Junior Olympics competition. USA Water Polo/KLC Fotos

Maybe instead of qualifications, in a couple of years we could break out into a regional system or city championship. Those are the discussions we’re beginning to have.

– Where does the funding come from to sustain current growth and make for a better future for USA Water Polo?

We’re an $11 million dollar company. You mention giving and that’s one of my charges. My goal this year is to raise $1.4 million dollars. The lion’s share of our revenue comes in through our membership, which is about $4 million. The key component is to grow funding. We’re an amateur sport; if we’re not going to be a monetized sport with a profession league, ideally, we can keep growing. Who knows what the number might be, but let’s call it $13-14 million dollars to accomplish what we want.

The key components to [growing revenue] are going to be membership growth, corporate partnerships, philanthropic giving and… some other things could lead to surprises in that regard. The National League, which is designed to be part of development for our men’s national team, could that turn into a semi-pro league?

We’re interested in and are pursuing opportunities for a national training center. What might that mean if it could become a reality?
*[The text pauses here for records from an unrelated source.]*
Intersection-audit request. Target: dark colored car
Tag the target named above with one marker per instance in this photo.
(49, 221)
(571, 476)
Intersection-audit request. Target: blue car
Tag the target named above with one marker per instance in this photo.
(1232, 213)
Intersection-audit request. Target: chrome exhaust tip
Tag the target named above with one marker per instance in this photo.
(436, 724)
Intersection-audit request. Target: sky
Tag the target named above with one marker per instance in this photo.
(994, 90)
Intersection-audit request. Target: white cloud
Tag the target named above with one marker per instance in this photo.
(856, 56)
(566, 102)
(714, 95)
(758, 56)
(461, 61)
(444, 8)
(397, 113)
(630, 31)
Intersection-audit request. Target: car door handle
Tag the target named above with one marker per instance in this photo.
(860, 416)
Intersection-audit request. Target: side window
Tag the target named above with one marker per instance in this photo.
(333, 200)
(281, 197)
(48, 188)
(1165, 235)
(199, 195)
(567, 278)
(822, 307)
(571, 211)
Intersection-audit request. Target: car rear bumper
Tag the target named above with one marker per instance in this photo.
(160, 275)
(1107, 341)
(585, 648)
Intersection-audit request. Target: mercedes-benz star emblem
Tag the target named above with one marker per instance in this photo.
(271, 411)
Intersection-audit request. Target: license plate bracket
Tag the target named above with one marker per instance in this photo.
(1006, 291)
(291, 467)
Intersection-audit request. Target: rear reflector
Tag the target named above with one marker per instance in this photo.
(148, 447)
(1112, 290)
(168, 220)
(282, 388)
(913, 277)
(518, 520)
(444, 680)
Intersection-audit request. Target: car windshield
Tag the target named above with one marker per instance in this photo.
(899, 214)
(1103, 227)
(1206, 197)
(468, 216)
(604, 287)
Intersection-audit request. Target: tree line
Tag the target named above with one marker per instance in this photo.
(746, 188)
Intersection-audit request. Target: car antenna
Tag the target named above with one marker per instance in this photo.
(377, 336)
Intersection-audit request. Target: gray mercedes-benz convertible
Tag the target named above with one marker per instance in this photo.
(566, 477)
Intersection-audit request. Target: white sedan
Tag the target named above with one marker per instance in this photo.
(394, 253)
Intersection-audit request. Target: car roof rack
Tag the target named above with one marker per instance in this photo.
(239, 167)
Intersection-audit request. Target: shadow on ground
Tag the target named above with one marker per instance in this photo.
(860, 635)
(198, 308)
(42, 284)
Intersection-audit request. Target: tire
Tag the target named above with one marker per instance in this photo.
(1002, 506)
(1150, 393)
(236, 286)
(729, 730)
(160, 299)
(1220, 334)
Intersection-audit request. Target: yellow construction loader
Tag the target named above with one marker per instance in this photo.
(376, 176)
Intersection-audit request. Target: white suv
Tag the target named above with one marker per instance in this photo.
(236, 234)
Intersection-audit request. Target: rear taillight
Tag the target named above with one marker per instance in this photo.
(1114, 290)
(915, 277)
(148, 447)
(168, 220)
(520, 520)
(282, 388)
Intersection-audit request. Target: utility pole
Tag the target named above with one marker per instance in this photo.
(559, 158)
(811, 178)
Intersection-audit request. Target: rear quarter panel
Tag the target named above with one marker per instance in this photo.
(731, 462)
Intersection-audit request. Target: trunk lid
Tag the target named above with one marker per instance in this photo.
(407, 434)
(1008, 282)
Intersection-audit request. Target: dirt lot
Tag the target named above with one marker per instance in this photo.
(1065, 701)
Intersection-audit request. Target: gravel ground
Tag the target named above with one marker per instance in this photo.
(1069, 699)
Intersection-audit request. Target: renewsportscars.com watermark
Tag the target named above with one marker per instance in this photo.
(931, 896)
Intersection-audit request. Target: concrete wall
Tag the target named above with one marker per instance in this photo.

For now, the key components are membership growth, corporate growth and philanthropic giving.

– How do you plan to expand of individual giving for USA Water Polo?

Do I believe there’s a [big donor] out there? Probably. It will have to be a personal connection, someone like an internet billionaire who played water polo and has a passion for the sport or maybe a parent of kids who have benefitted.

We’re always looking for that! I oversee both the fundraising and marketing, and in both of those areas we’re looking for that perfect match: a corporate partner or an individual. We have some very generous corporate partners [and] we have some very generous individuals. The feedback we get is that [water polo] provides a tremendous benefit to our families, so a lot of donations are from family. There’s alumni and masters players mixed in so it’s across the board.

We have an accomplished board of directors—kudos to our CEO for assembling such a strong group—water polo is a high achieving sport. No one should be surprised that we call on them to help us identify such a person or corporation.

It’s important to remember that we can grow without that one [rain-maker]. It would be great to find it—that could be a solution on many fronts—but as our brand and membership grows, philanthropy is significant.

We’re an $11 million dollar company and we’ve got a million and a half dollars in philanthropic giving. If we keep plugging away with major gifts as we do now we’ll keep making inroads.

– I noticed that there’s now a partnership with Global Wave North America to develop a Futures Camp program for age group players. Is this the start of additional partnerships for USA Water Polo?

This is the first year that we have partnered on this Futures Camp. We’re being prudent—we’re sending a small team over there. This came about in response to member feedback and an opportunity to continue to develop our pipeline.

The future of water polo is bright. The level of athletes that we’re getting in ODP that move on to championships that move on to national training and selection camp and pipeline teams is phenomenal. And what we’re hearing from our constituents is that they’re not making a pipeline team but they want to raise their profiles as a player, they want international experience.

More broadly how does it relate to growth within our organization, well it’s intent was more development in purpose. But like any partnership, we’ll see where it leads.